The Trikon Deception by Ben Bova & Bill Pogue. Part eight

As he passed the logistics module, he heard a hissing sound from within. Thinking it might be a gas leak, Jaeckle decided to investigate. It took a moment of peering down aisles formed by canisters and cylinders to find the source of the noise. It was not a gas leak. Lance Muncie floated in the fetal position, his hands cradling something that resembled a bouquet of yellow paper flowers. All around him, smaller bits of yellow tatters danced in eddies of air.

“She loves me, she loves me not. She loves me, she loves me not.” Lance was whispering harshly, a sibilant, strangling murmur hissing from between his teeth.

Jaeckle edged backwards. The sight of Muncie was terrifying. The man was totally insane. He wanted to get away as quickly and as quietly as possible.

Lance suddenly paused in his counting.

“I’m okay, I’m okay, I’m okay,” he whispered to himself. Then he attacked another paper flower. “He lives, he dies. He lives, he dies. He lives, he dies.”

Jaeckle’s knee banged against an empty cylinder; the clang echoed like a church bell. Muncie jerked upright. His eyes lit on Jaeckle and his face broke out in a maniacal grin.

“Speak of the devil,” he said.

The words turned Jaeckle’s bones to ice. His heart froze in his chest. Jaeckle spun and dove into the tunnel. He reached his compartment before he realized that his heart was thumping so hard he feared it would burst his rib cage.

Even with things falling apart around him, Dan Tighe stubbornly refused to abandon established station procedure. After learning from Freddy that O’Donnell had been installed in the observatory, he ensconced himself in the command and control center and in his patient, painstaking manner, checked and rechecked every system within the station’s operation—life support, station attitude, orbital configuration, fuel supply, and waste management. The atmospheric replenishment system would be low on oxygen in a few hours. Dan left a message for Freddy to replace the expended tank. As he completed his recheck, he sensed a presence. Lorraine Renoir hovered a few feet from him, holding two squeeze bottles of coffee.

He started to reach for one of them. “Thanks, Lorraine.” She pulled back slightly. “I hate to do it, Dan, but I’ve got to get a blood pressure reading on you.”

Tighe felt his shoulders sag. “Now?”

“Sooner or later.”

“Okay,” he said. “Let’s get it over with.”

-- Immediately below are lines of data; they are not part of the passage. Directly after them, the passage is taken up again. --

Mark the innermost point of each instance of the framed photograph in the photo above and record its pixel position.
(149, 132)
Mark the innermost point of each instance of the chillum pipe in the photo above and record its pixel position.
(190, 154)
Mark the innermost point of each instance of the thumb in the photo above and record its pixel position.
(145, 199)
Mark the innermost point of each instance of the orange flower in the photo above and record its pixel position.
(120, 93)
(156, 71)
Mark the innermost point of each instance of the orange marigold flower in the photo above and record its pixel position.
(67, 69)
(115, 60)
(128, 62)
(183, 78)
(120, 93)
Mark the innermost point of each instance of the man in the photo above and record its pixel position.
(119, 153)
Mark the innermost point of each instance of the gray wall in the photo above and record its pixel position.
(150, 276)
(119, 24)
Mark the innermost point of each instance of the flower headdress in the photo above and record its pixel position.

She still withheld the coffee. “Afterward. Caffeine raises the pressure.”

“What the hell doesn’t?” Dan grumbled. He kicked free of the anchoring loops and followed her the length of the command module to her infirmary.

Lorraine quickly and efficiently wrapped the cuff around his left arm and took a reading. She glanced up into his eyes.

“Let’s try the other arm.”

“That bad, huh?” Somehow Dan didn’t care. Almost. As the doctor inflated the cuff again he told himself, Let them take the station away from me; it’ll be a relief. But he knew he did not truly believe that.

Lorraine smiled at him. “I don’t understand it.”

“What?”

Her smile widened. “Your pressure is down into the normal range.”

“You’re sure?” Dan blurted.

“High normal, but normal.”

“I’ll be damned.” – “Let me try another reading.”

She puffed up the cuff once again and stared at the numbers. “I think you thrive on trouble, Dan.” She seemed delighted. “Or perhaps responsibility.”

“It’s really down?”

“Really.”

He grinned back at her. “Can I have my coffee now?”

They sipped and talked, and even though the conversation eventually turned to O’Donnell, Dan felt a quiet ease settling gently over them. My pressure’s down! He marveled at the news. Lorraine wouldn’t fake the readings, he knew. But she sure seemed happy about it.

For more than an hour they traded information they had gleaned from their independent conversations with O’Donnell. The twelve-year gap in his biography slowly shrank. But when it reached the three years starting in 1995 it would close no more.

“Maybe Weiss knew something about O’Donnell that O’Donnell didn’t want anyone else to know,” said Lorraine.

Dan’s eyes focused on infinity for a long moment. “Maybe.”

“You looked troubled, Dan. Is it because he’s your friend?”